Вильям Александров - Чужие и близкие
Женька приподнялась на локте, внимательно вгляделась в лицо Шуры.
— А ты любишь его, — как-то радостно и убежденно сказала она. — Лю-ю-бишь. Я вижу.
— Много ты видишь! Лежи себе! — Шура прошлась по комнате, мимоходом погляделась в треснутое дедово зеркало на подоконнике, поправила волосы. — Значит, договорились, не забудешь, я у тебя вечером была…
Женька смотрела на нее со страхом и восхищением.
— Ты чего? — насторожилась Шура, уловив на себе ее взгляд. — Заметно что-нибудь?
— Да. Не любишь ты своего начальника — вот что.
— Ну ладно, не твоего ума это дело. Я, может, сама еще ничего не знаю, а ты тут — любишь не любишь… Дед когда придет?
— Скоро придет. Он молоко пошел доставать. Вот чудак. Будто я без его молока не проживу. Он сегодня в ночную, в семь часов вечера уйдет и до утра.
— А ты не боишься одна?
— Нет. А чего бояться. Я тут с Бурлаком разговариваю.

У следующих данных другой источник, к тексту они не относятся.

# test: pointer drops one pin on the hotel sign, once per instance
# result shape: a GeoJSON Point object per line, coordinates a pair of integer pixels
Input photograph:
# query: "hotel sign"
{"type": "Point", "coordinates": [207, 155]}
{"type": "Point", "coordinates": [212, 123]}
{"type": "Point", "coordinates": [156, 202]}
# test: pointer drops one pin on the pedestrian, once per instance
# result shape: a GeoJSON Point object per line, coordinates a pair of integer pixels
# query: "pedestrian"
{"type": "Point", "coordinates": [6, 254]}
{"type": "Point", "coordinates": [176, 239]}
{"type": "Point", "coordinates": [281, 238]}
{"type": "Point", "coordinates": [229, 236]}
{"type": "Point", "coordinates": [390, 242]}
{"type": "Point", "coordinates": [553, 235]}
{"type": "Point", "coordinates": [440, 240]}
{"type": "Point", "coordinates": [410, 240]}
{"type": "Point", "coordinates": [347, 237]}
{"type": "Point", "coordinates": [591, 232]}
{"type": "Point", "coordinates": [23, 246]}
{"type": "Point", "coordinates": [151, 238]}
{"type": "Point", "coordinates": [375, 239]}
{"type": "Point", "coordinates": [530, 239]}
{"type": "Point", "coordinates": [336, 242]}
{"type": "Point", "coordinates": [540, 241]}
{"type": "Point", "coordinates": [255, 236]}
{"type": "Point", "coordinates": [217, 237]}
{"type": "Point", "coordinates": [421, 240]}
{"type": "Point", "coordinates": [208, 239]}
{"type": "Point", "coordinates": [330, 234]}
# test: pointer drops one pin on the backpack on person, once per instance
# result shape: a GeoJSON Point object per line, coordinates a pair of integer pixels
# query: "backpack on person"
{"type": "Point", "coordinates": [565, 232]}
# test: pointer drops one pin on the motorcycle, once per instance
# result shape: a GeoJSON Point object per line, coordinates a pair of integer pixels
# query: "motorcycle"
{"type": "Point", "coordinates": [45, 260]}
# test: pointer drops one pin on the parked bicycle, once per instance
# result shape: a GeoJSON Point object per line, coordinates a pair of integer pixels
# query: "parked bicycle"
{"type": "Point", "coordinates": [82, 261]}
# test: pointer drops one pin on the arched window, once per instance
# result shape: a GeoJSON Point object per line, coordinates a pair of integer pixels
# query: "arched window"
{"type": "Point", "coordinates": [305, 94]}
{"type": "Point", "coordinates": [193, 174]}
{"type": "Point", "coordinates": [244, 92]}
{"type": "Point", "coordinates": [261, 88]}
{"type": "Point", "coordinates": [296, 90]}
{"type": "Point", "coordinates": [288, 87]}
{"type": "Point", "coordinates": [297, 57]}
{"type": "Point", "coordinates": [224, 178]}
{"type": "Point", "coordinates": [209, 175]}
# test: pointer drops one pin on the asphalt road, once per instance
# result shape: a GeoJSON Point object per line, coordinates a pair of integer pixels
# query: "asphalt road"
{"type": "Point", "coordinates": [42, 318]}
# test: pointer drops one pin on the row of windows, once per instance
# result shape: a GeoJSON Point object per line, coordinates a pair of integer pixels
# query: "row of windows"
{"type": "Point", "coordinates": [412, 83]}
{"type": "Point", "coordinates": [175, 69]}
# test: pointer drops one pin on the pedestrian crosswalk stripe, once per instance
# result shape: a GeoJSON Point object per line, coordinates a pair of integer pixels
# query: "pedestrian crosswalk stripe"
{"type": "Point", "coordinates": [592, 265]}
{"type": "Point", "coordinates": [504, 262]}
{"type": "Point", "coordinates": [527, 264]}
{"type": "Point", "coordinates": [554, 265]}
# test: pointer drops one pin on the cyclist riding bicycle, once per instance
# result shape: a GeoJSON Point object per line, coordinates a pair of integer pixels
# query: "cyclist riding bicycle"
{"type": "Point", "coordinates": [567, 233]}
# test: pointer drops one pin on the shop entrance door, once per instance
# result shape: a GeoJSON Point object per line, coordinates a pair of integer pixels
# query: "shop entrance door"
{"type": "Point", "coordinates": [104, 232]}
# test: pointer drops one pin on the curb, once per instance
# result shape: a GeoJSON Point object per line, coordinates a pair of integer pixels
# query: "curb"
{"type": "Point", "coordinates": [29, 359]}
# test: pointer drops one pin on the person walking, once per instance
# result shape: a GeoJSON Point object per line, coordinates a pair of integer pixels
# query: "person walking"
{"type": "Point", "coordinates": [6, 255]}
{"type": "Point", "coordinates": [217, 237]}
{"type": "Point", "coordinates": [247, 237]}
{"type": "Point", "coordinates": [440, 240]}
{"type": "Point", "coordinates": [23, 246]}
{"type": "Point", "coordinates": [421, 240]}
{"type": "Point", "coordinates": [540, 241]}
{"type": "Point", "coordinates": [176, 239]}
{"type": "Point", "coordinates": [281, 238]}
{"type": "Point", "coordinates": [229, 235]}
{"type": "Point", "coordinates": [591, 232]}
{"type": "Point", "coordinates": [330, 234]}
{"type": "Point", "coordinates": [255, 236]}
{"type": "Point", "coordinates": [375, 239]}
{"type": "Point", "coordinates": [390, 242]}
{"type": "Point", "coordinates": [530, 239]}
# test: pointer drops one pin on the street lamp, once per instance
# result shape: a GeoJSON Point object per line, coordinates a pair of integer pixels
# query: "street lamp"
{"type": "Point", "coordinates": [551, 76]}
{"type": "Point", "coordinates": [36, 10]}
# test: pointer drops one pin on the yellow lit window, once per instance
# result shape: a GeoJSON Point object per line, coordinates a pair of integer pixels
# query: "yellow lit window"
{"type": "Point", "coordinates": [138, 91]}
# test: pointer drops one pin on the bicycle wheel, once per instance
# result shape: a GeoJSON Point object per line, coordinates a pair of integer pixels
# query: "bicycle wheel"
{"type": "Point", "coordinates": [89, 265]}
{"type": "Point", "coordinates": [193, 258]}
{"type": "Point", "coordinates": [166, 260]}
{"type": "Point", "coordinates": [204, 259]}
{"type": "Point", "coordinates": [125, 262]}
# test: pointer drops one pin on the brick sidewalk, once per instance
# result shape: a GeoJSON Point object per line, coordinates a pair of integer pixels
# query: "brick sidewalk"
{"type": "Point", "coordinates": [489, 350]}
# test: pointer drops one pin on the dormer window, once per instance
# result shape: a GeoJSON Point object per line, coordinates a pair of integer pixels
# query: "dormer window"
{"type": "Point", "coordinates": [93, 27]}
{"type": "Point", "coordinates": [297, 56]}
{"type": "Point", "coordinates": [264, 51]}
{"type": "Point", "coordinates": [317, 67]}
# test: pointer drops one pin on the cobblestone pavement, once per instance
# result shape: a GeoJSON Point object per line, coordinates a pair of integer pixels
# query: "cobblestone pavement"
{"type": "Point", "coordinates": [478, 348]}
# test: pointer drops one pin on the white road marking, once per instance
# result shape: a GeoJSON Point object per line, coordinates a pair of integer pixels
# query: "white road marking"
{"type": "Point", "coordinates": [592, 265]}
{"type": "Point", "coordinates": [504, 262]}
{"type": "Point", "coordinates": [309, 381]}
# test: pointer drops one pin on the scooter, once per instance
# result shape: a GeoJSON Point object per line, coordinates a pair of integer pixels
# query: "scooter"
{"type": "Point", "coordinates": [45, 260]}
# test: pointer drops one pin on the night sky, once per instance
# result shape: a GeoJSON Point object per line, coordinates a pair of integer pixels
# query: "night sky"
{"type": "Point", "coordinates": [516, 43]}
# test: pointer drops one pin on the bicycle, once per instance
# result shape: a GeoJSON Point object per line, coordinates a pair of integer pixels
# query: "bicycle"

— Ну, молодец. А я боюсь. Боюсь вечером быть одна — и все тут. Сама не знаю, чего боюсь, а не могу… Может, оттого все у меня так и получается, — вдруг с тоской проговорила она. — Ну ладно, пошла я. А ты лежи, не вставай, я, может, вечером и вправду зайду.
Вскоре пришел дед. Он принес литровую крынку молока и четверть курицы.
— Шурка приходила? — спросил он, едва переступив порог.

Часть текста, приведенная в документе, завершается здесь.